Algemeen geldt dat de verhouding tussen direct geluid, vroege reflecties en galm de akoestische kwaliteit van de omgeving (concertzaal, kerk, studio of huiskamer) bepalen. Vooral de eerste reflecties die onze oren van de zijkanten bereiken dragen aanzienlijk bij tot de herkenning van dergelijke locaties (zie B. Wagener: “Räumliche Verteilungen der Hörrichtungen in synthetischen Schallfeldern”, Acustica, vol. 25, okt. 1971).
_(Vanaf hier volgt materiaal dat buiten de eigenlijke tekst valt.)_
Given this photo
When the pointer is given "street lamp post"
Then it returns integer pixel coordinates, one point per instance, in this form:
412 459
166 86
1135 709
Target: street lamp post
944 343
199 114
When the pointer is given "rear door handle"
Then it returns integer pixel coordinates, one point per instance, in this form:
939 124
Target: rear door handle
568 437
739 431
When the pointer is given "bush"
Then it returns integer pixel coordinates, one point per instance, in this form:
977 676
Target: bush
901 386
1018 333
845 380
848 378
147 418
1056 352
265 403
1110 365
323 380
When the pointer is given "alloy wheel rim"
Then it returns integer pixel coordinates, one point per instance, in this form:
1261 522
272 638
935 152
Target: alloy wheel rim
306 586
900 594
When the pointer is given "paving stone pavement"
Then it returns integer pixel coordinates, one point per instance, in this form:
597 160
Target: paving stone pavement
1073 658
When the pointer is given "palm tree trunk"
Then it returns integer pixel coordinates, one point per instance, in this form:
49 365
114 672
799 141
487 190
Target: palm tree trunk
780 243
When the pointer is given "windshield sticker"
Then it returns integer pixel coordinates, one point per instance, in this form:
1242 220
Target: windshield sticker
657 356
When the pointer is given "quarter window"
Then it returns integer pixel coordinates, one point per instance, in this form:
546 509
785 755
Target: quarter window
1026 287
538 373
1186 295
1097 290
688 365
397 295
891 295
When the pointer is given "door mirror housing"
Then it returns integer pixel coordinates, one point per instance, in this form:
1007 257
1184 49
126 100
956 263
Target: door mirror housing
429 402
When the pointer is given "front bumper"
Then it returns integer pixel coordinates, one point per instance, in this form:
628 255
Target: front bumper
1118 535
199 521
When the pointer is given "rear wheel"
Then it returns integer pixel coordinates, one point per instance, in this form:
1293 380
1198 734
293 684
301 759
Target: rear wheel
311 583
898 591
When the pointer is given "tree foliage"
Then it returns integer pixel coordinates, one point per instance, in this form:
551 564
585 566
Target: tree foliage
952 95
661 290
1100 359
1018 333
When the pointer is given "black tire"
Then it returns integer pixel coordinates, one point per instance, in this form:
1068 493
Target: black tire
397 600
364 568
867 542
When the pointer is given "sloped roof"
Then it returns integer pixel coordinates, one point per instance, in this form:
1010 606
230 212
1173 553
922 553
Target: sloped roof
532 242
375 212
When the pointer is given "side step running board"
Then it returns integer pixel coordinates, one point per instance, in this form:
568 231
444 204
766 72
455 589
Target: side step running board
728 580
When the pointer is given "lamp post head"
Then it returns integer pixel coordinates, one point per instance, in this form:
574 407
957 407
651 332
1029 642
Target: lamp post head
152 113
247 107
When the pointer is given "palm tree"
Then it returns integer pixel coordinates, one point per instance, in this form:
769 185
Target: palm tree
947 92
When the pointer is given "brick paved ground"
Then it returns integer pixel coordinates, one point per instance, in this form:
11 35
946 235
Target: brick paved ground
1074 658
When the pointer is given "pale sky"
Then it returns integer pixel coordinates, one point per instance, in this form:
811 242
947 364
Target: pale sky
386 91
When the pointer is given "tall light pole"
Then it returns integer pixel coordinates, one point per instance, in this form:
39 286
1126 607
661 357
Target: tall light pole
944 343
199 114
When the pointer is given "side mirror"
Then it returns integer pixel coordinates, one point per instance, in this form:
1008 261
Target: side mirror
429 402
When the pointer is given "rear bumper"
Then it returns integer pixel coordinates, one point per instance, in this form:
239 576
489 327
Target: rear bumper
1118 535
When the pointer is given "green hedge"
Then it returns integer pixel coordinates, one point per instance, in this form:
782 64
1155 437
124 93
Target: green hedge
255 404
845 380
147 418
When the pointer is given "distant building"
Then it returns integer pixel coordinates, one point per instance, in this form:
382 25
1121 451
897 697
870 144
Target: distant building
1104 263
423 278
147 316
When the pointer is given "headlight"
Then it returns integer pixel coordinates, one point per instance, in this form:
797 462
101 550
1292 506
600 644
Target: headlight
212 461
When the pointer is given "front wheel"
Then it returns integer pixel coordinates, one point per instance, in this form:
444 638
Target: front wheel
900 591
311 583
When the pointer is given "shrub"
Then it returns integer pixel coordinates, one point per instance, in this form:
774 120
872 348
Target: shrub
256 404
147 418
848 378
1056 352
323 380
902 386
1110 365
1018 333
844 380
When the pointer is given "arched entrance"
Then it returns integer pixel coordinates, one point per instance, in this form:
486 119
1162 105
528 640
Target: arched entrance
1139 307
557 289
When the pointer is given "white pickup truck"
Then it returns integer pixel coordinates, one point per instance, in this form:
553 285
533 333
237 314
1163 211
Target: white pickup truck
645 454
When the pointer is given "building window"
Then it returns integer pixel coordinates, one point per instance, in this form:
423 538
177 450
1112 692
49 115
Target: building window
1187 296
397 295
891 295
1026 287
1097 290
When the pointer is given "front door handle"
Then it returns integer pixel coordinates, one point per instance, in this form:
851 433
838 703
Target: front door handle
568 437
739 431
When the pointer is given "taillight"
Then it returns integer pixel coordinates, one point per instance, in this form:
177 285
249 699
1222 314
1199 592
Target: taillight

Voor een behoorlijk ‘surround-sound’ muzieksysteem dat ‘ambience gerelateerde’ informatie goed moet kunnen weergeven, is deze voorwaarde een belangrijk uitgangspunt. Het betekent dat de volgende eisen moeten worden gesteld aan het weergavesysteem:

-          goede richtinggevoeligheid voor het directe geluid

-          redelijke richtinggevoeligheid voor de vroege reflecties

-          diffuse weergave van galm

 

In talloze gepubliceerde onderzoeken tot die tijd werd vooral aandacht geschonken aan de richtingskarakteristieken van surround-sound systemen die nuttig zijn voor de weergave van het directe geluid. Voor de weergave van orkestrale muziek is een eerste voorwaarde dat het grootste gedeelte van de halve cirkel aan de voorkant kan worden gevuld met een homogeen klankbeeld.

Met het quadrafonische systeem dat gebruik maakte van een configuratie met vier luidsprekers was dat niet afdoende mogelijk omdat het geluid voor werd bepaald op basis van slechts twee luidsprekers. Pogingen om dit beeld over een grotere hoek te verdelen door daarvoor ook de achterluidsprekers te gebruiken, waren niet erg succesvol en liepen doorgaans uit op een instabiele reproductie, die ook bij menig 5.1 configuratie nog optrad.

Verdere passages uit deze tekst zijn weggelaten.